Organisational Alignment

Pulling in the same direction

It is widely accepted that a high performing team can achieve more than the sum of its parts, be that an Olympic relay team, a rowing crew or a business. It is also generally understood that to achieve this high level of performance, a team needs to understand what it is trying to achieve and what each of its members can do in pursuit of that goal.

Whilst many organisations have a high-level view of their goals, setting out the direction of travel, (often in the form of Vision, Mission and Values statements and/or a 3 to 5-year strategy) relatively few seem able to develop the levels of teamwork and collaboration required to ensure everyone is pulling together in pursuit of these goals on a day to day basis. And whilst many businesses invest in individual training and development, relatively few seem comfortable developing teams across functional / divisional boundaries to work effectively together.

Silo Mentality

Most businesses have a published organisational structure and, inevitably, these structures create division with individuals being assigned to specific reporting lines and teams. As these individuals are primarily accountable to their line manager, this breeds a strong focus on the performance of the individual within the team and can weaken the relative importance of the individuals’ role in relation to other teams and within the organisation.

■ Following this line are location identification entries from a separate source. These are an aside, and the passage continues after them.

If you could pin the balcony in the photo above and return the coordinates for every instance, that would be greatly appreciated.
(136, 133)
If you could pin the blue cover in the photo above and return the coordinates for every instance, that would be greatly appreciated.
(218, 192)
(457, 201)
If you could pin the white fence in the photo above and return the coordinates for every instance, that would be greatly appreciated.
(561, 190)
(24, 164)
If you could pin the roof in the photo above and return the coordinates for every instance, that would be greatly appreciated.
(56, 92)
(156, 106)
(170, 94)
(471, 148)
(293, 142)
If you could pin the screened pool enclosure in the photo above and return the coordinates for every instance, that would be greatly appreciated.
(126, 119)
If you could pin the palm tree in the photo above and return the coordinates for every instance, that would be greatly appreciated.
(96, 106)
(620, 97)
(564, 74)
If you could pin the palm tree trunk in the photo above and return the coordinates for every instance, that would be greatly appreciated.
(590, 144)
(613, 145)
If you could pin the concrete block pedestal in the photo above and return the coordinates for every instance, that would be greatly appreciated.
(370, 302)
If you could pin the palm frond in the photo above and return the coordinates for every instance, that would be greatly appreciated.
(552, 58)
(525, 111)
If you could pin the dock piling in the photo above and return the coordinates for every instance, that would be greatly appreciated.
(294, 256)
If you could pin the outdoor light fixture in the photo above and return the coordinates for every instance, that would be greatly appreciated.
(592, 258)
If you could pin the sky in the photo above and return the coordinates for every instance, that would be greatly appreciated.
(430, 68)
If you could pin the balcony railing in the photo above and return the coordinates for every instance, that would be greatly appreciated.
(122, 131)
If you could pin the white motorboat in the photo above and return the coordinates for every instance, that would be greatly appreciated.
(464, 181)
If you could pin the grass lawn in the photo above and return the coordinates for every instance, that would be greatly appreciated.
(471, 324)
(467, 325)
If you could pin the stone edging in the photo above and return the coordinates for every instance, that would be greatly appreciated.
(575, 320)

In most, if not all, of the organisations we have worked with over the last 15 years, this has been a major challenge and one that restricts the growth potential that could be achieved if everyone was pulling in the same direction. In these instances, the challenge is not just to breakdown the silos that have arisen but to promote and embed a true sense of common purpose and teamwork that works on an ongoing basis.

Breaking down existing silos is often achieved by changing the organisational structure but, as every model has its inherent weaknesses, this can sometimes serve only to remove the current silos and create new silos in their place.
The key to achieving organisational alignment is thus to promote and embed a true sense of common purpose and teamwork, in a way that raises the focus above traditional structural boundaries and towards goals that all employees can engage with.

The Golden Thread

The single area of focus that can best create this sense of unity is the organisations’ customers as it is they, and their use of the businesses products and services, that keeps the business trading.

Ensuring that a focus on the organisations’ customers is kept at the forefront of everyone’s mind, whatever their functional role or place in the structure, is a relatively simple concept but requires a lot of sustained effort to achieve. Having said that, it has been shown that being customer focused is one of the best ways to engage employees and to get the most out of them. Research into the motivations of employees regularly highlights that being clear about one’s role within the organisation and being recognised for the contribution one makes in it, are the main drivers of satisfaction, being much more valued than pay and reward, etc.

The trick is to ensure that the organisations’ leaders understand this and the link between meeting customer expectations and the operational and financial performance that follows. In simple terms, customers are satisfied, and most likely to come back for more products or services, when the experience they get meets their expectations. And as this customer experience is usually delivered by the organisations’ employees, aligning employees with the needs of their customers is the key to success.

Focusing on customers and what they expect of the organisation and ensuring all employees are aligned in meeting these expectations is the golden thread that runs through most organisations that enjoy sustained high levels of performance. The principle is that simple and, whilst it isn’t necessarily easy to achieve, it should be at the top of the agenda for any organisation that wants to achieve long-term growth and success.